ESPC's annual review
Looking back on the property market over the last year, 2015 proved to be more buoyant than previous years since the 2008 crash, despite experiencing uncertainties due to the effects of the different government changes taking place.
The average selling price in east central Scotland increased by 5.6% in 2015, compared with 2014, although there were peaks and troughs as we saw a rocket in house prices in the first quarter, as a result of Land and Buildings Transaction Tax (LBTT).
LBTT was introduced on April 1st 2015 to replace Stamp Duty, and its effect could be seen at the start of the year when there was a large increase in the number of top-end homes being brought to market. Buyers rushed to snap up homes over £333,000 before April 1st, to avoid paying the higher tax rate for properties, resulting in average house prices increasing in the first quarter, and then dropping in the second quarter. However, this balanced out by the end of the year.

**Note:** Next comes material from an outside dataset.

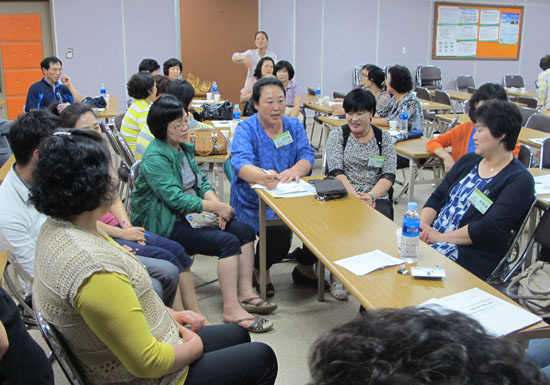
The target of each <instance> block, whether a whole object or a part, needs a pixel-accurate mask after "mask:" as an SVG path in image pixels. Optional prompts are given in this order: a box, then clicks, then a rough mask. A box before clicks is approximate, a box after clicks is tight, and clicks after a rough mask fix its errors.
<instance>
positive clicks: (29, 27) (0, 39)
mask: <svg viewBox="0 0 550 385" xmlns="http://www.w3.org/2000/svg"><path fill="white" fill-rule="evenodd" d="M29 40H36V41H39V40H42V26H41V25H40V15H39V14H32V15H0V41H29Z"/></svg>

The number of homes sold in east central Scotland in 2015 rose by 9.8% annually, but growth in sales volumes has slowed down compared with the previous two years. This can partly be explained by a decrease in the numbers of properties for sale. The number of new homes brought to market in 2015 decreased by 1.7% annually, and the volume is about 40% less than the peak volumes seen pre-credit crunch.
2015 was a positive year for those selling their properties, and it was the first year since the crash that the market shifted in favour of the seller. Sellers could now put their property up for sale with more confidence that they could meet their Home Report valuation and sell it in a faster time.

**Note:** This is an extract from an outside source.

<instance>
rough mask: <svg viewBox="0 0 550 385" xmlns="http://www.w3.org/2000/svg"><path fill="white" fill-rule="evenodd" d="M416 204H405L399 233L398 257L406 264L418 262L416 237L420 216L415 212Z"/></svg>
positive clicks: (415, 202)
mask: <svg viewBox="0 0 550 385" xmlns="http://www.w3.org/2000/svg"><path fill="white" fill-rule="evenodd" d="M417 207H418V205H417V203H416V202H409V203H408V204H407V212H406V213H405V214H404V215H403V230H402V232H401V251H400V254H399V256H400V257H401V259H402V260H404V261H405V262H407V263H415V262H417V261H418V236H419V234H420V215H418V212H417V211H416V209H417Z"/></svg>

The median selling time in east central Scotland in 2015 was 13.2% faster than 2014 – from 47 days down to 41 days. 57.1% of sales in 2015 met or exceeded their Home Report valuation, up 12.2% from the previous year.
68% of properties came to market as ‘Offers Over’, compared with 53% in 2014, demonstrating that sellers and their solicitors had increased confidence that properties could meet their Home Report valuation. Properties sold in 2015 that had been marketed as ‘Offers Over’ achieved an average of 6.2% over the asking price, up from 5.4% last year.
The Borders Railway opened in September, offering greater opportunities for commuting to and from Edinburgh to the Borders. We will see whether there is a greater demand for properties near to these new rail routes over the coming year.
Paul Hilton, CEO of ESPC, said: “2015 proved to be a good time for sellers as they could sell their properties quickly, but for buyers the available properties were being snapped up quickly and with greater competition at closing dates. There was uncertainty as to what effect Land and Buildings Transactions Tax would have on the housing market, and we saw a rush to sell and buy properties in the top end of the market, which drove up sales volumes and average prices in the first half of the year.
“The first eight months of LBTT raised £137 million in revenue, but this is 58% of the revenue they expected for the fiscal year. It will be interesting to see if the target is reached by April.
“For those buying, the shortage of housing for sale could continue to have an impact on prices and affect affordability for first time buyers. However, there are a number of schemes that could be of benefit, including Lift, Help to Buy 1 and 2 and the Help to Buy ISA. We also saw strong performance in the new build sector, and with more government investment in homes set to follow in 2016.
“For the year ahead, the buy-to-let market could cool on the back of new government legislation. In December’s budget the Scottish Government announced a second home tax, which could have an effect on the buy-to-let market, but we will see what effect it will have when it’s implemented in April.”